With Emblems Collection, Accor adds a new brand to its already extensive portfolio to fill a gap in the market. But that’s not without raising a few questions.
Emblems Collection: a new luxury brand for Accor
Last week Accor announced the launch of a new brand: Emblems Collection. This is a luxury brand designed to bring together independent hotels in the luxury segment.
Emblems Collection will thus complete the strategy already successfully launched with MGallery, a brand that brings together independent hotels in the upper segment of charming hotels.
Accor is thus continuing to expand in the “soft brands” market, a niche that has the wind in its sails.
What is a “soft brand”?
For some time now, customers have been asking for more and more personality in the hotel business, and they are less and less content with chain hotels that are all carbon copies of each other.
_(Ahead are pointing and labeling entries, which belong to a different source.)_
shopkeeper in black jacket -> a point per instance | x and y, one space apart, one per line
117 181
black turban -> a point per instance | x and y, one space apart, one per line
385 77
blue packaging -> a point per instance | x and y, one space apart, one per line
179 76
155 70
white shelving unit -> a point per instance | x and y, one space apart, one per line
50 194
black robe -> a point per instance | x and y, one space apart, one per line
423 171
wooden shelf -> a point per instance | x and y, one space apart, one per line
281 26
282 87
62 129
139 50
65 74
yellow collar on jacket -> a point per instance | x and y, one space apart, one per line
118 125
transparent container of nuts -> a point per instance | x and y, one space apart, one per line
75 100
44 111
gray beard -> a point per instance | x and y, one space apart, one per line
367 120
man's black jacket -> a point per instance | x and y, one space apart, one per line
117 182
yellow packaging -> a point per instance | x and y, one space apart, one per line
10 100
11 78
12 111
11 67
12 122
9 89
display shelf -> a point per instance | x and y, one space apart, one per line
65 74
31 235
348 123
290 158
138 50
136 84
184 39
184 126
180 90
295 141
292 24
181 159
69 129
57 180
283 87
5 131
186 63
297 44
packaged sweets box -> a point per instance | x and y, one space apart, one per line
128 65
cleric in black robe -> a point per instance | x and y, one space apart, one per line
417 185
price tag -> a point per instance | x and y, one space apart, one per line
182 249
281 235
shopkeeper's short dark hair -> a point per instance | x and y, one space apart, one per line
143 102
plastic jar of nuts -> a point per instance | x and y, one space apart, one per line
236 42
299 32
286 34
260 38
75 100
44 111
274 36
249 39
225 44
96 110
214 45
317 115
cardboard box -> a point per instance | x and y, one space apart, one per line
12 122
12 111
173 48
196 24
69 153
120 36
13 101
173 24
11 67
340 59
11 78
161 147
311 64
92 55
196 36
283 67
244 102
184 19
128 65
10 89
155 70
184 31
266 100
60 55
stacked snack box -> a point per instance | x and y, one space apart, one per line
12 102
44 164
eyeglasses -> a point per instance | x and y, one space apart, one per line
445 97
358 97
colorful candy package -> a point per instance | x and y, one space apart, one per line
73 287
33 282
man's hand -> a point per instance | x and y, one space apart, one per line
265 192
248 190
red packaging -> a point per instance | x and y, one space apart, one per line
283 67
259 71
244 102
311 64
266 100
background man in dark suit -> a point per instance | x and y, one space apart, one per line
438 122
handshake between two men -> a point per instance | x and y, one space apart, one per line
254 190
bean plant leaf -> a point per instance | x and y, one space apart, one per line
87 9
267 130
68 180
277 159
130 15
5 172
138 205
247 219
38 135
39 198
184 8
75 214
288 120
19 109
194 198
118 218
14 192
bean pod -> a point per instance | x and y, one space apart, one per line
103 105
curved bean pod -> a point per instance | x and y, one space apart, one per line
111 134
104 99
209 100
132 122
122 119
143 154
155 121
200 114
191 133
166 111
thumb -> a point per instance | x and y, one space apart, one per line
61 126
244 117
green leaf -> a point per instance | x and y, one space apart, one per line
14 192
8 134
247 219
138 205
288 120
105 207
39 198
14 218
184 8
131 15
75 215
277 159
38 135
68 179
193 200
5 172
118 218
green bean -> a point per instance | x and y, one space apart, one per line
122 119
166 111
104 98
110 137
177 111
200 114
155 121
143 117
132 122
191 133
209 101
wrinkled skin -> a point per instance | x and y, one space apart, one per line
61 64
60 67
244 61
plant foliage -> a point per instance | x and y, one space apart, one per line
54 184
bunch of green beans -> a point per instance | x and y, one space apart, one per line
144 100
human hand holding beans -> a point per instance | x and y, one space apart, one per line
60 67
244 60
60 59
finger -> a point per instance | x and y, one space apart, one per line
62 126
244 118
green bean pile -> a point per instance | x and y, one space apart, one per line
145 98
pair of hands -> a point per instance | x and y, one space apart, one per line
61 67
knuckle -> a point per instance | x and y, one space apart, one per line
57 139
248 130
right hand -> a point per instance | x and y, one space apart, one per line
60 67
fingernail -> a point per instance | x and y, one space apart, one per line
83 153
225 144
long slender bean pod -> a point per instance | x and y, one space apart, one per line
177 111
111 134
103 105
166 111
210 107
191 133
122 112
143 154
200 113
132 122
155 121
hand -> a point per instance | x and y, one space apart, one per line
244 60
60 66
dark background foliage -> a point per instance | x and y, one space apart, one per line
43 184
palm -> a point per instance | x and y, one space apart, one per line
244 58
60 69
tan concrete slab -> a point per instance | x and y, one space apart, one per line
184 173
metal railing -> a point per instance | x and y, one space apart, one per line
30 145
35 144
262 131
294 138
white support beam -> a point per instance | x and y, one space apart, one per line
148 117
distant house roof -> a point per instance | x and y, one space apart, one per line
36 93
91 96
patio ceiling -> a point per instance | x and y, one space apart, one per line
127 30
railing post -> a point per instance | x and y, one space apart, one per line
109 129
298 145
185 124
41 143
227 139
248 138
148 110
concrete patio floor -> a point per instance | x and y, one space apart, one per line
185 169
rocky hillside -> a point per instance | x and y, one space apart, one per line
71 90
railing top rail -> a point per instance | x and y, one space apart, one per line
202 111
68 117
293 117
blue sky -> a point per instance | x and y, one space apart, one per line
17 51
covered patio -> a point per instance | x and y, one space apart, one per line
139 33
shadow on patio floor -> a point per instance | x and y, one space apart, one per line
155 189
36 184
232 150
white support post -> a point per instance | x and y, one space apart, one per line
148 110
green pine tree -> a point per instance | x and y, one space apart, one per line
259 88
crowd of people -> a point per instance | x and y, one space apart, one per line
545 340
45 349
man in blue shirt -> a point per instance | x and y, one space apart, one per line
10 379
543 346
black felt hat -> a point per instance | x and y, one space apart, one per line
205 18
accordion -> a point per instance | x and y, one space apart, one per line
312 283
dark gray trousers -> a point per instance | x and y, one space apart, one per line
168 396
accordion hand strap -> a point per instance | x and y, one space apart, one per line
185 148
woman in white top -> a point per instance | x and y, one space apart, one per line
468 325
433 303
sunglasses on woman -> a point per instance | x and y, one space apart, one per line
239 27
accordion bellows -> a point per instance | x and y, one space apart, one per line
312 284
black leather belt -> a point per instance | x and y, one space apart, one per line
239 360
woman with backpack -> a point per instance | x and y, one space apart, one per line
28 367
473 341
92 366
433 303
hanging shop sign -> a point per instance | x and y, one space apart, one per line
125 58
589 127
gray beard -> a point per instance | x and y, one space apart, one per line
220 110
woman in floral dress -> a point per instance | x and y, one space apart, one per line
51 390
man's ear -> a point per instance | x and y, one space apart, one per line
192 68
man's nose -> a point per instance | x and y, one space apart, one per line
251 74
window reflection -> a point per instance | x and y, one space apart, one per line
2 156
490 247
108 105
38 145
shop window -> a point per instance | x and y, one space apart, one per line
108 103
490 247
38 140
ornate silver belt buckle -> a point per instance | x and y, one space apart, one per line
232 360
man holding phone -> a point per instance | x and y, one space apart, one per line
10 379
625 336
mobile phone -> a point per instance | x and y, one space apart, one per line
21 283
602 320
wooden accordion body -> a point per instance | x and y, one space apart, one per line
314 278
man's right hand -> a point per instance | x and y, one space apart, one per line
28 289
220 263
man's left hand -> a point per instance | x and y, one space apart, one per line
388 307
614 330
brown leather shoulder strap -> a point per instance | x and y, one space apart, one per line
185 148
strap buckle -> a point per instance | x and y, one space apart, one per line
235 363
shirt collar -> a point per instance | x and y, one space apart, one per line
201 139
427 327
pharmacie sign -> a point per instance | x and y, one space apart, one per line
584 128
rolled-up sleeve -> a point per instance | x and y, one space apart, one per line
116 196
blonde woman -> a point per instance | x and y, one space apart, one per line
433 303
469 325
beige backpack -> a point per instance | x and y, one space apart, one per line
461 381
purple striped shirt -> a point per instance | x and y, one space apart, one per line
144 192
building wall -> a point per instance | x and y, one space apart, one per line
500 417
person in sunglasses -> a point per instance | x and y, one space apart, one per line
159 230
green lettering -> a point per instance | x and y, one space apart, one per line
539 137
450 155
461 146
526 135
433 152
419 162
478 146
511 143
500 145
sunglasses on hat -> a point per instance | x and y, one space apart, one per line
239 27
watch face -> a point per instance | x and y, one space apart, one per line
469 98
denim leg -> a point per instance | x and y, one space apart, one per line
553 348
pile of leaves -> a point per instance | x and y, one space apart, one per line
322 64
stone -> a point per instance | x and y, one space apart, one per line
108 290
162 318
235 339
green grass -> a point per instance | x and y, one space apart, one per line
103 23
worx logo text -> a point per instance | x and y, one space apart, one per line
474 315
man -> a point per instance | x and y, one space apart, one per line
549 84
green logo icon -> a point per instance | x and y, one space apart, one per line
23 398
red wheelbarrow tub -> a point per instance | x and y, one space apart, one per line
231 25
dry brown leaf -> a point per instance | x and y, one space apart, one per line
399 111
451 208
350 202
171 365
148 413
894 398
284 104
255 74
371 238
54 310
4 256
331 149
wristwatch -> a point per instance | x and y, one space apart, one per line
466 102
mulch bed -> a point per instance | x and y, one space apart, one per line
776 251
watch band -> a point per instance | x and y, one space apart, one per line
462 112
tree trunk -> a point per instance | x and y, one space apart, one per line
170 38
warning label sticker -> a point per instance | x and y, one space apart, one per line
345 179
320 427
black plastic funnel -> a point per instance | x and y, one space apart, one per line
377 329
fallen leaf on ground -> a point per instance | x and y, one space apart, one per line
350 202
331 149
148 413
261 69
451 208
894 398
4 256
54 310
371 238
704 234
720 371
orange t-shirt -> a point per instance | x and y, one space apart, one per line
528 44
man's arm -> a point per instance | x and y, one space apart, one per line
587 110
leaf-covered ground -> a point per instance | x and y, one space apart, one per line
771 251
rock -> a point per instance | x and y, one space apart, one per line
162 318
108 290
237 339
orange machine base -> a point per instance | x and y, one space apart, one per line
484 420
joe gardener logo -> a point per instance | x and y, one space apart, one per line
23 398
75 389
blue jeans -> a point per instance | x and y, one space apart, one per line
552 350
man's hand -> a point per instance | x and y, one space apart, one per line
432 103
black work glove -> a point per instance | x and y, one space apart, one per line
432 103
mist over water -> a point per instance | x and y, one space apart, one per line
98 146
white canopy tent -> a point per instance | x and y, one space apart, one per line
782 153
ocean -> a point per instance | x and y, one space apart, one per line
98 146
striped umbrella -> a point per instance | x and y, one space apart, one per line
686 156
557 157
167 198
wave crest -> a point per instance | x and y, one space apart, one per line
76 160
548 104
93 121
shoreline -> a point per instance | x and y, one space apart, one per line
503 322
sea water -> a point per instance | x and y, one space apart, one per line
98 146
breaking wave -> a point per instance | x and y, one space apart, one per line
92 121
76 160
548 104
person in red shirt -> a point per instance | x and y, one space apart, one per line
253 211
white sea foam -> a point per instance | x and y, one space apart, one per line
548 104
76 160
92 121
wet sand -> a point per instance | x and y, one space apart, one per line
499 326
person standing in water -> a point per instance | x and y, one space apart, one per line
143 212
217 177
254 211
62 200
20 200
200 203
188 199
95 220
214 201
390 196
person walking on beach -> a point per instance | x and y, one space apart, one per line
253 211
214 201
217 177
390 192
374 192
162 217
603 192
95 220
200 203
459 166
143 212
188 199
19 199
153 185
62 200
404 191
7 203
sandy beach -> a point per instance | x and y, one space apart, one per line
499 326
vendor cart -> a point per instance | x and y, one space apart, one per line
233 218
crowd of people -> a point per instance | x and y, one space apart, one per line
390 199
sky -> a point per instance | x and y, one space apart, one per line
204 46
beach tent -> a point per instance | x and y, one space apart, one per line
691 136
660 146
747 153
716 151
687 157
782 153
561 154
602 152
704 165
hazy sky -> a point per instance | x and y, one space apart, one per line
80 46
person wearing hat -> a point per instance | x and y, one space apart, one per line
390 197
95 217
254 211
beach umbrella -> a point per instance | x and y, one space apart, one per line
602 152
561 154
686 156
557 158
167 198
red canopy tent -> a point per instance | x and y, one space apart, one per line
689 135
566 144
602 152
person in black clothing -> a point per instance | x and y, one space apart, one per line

It’s against this backdrop that the major hotel groups have developed “soft brands” which, as their name suggests, allow each hotel to have its own personality and style, imposing only criteria linked to the quality of its services.
Specifically speaking, if you’re in a Novotel, you know you’re in a Novotel without even having to look at the sign or logo. If you’re in an MGallery, you’ll have to look a little further to know that you’re in a chain.
Why one more brand at Accor?
With a portfolio of more than 40 brands, one wonders what point Accor had in adding yet another brand when its offering already seems rather confusing.
The fact is, while the French hotel industry has a plethora of products on offer, it lacks a soft brand in the luxury segment. Accor had some in the premium segment (MGallery), had some luxury hotels (Sofitel, Raffles…), but lacked a luxury “soft brand”.
There’s also a second reason for this: despite its international expansion, Accor still has a strong backbone in Europe, a region where compared to the rest of the world there are many independent hotels, including in the luxury segment.
By neglecting soft brands in the luxury market, Accor has left the door open to its competitors in its own “domestic” market, which is unfortunate when you consider that in Asia and the United States, Marriott, Hyatt and others are pummeling it in this particular segment.
Indeed, Accor has been slow to position itself in this sector, which is so popular with luxury hotel travelers. Mariott has The Luxury Collection (created in 1906!), Hilton XLR… but at least the French hotelier has made its move before IHG, which has announced a project in this direction but has not yet put anything concrete in place.
What does the future hold for Emblems collection?
Launching a new brand is never easy, especially in an already crowded landscape, even if demand is growing.
By playing the soft brand card, Accor has made the right choice, not only because it meets a real demand, but also because it avoids one of its long-standing problems: not knowing how to do luxury. Sofitel, like many Accor brands, is too irregular…something that is annoying in the mid-range and unforgivable in luxury. Raffles is an acquisition, which proves that, organically, Accor is not at ease in this sector. So welcoming proven independents is a good initiative.
Then there’s the recurring question of the legibility of Accor’s brand portfolio:
– 40 brands is a lot, if not too much.
– Marriott has 30 brands but for 7000 hotels: 40 brands for 30 makes for a sometimes weak offer per brand.
– All the more so since Emblems Collection will itself be divided into 3 sub-brands: Heritage, Retreat and Signature. Did you say confusing?
It remains to be seen how quickly new hoteliers will join. To date, only one hotel has joined the Emblems Collection, the Guiyang Art Centre Hotel in China. Not much for a launch, especially when the ambition is to reconquer the luxury market….in Europe.
Accor aims to increase its footprint in the luxury market, particularly in Europe where the landscape is less dominated by chains than elsewhere, by bringing together independent luxury hotels under the Emblems Collection brand.
A well thought-out initiative, but it makes Accor’s offer even harder to read.